DeltaFS was able to streamline the plasma simulation, bringing what had once been too resource-demanding a task within the supercomputer’s capabilities by tweaking a couple parts of how Trinity processed and moved the data.

First, DeltaFS changed the size and quantity of files the simulation program created. Rather than taking large snapshots encompassing every particle in the simulation—which numbered more than a trillion—at once, DeltaFS created a much smaller file for each individual particle. This made it much easier for the scientists to track the activity of individual particles.

Through DeltaFS, Trinity was able to create a record-breaking trillion files in just two minutes.

Additionally, DeltaFS was able to take advantage of the roughly 10% of simulation time that is usually spent storing the data created, during which Trinity’s CPUs are sitting idle. The system tagged data as it flowed to storage and created searchable indices that eliminated hours of time that scientists would have had to spend combing through data manually. This allowed the scientists to retrieve the information they needed 1,000–5,000 times faster than prior methods.

The team could not have been more thrilled with the success of DeltaFS’ first real-world test run and are already looking ahead to the future.

“We're looking to get it into production and have the cosmologist who originally contacted us use it in his latest experiment,” says Amvrosiadis. “To me that's more of a success story than anything else. Often a lot of the work ends with just publishing a paper and then you're done; that’s just anticlimactic.”

But he and the rest of the team aren’t just looking to limit their efforts to cosmological simulations. They’re currently looking at ways to expand DeltaFS for use with everything from earthquake simulations to crystallography.
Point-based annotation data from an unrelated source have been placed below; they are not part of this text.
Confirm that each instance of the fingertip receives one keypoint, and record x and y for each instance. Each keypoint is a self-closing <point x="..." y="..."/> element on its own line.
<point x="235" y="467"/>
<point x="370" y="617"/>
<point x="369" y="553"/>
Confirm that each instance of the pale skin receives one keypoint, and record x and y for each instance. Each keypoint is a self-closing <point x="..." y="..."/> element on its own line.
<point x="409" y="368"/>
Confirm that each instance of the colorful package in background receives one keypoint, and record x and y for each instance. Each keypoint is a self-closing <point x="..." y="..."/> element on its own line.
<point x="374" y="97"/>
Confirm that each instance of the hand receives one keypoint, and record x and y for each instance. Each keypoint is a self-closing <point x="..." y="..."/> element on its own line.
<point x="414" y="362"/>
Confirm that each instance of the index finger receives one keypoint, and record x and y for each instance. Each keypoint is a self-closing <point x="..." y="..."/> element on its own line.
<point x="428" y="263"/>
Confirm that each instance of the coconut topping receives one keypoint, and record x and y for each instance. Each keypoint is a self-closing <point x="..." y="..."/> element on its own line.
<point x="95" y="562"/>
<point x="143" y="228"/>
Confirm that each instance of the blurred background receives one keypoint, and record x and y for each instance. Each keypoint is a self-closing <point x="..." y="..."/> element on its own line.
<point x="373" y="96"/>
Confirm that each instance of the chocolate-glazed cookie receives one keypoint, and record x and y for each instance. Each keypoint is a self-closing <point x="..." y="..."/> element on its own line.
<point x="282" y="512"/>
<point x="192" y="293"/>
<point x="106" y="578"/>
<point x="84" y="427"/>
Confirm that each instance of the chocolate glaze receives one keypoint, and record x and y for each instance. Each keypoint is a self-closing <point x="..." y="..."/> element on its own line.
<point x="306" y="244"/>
With countries across the globe striving to create machines that can compute at the exascale, meaning 10¹⁸calculations per second, there’s a growing need to streamline these demanding processes wherever possible.

The trick to finding a one-size-fits-all (or at least most) replacement for the current purpose-built systems in use, is designing the file system to be flexible enough for scientists and researchers to tailor it to their own specific needs.

“What researchers end up doing is stitching a solution together that is customized to exactly what they need, which takes a lot of developer hours,” says Amvrosiadis. “As soon as something changes they have to sit back down to the drawing board and start from scratch and redesign all their code.”

Amvrosiadis and the team have already demonstrated a couple of ways that efficiency can be improved, such as indexing or altering file size and quantity. Now they’re looking into further ways to take advantage of potential inefficiencies, like using in-process analysis to eliminate unneeded data before it ever reaches storage or compressing information in preparation for transfer to other labs.

Solutions like these center around repurposing CPU downtime to perform tasks that will contribute back into the information pipeline and creating smarter ways to organize and store data, increasing overall efficiency.

The idea is to let the expert scientists identify the areas where they have room for improvement or untapped resources, and to take advantage of the toolkit and versatile framework DeltaFS can provide.

As the world moves toward exascale computing, the pace that software development must maintain to keep pace with hardware improvements will only increase. Amvrosiadis even hopes that one day more advanced AI techniques could be incorporated to do much of the observational work performed by scientists, cutting down on observation time and freeing them to focus on analysis and study. But for him and the rest of the DeltaFS team, all of that starts with finding little solutions to improve huge processes.

“I don’t know if there’s one framework to rule them all yet—but that’s the goal.”

The DeltaFS project includes Professors George Amvrosiadis, Garth Gibson, and Greg Ganger, Systems Scientist Chuck Cranor, and Ph.D. student Qing Zheng. Also involved were Los Alamos National Lab’s Brad Settlemyer and Gary Grider.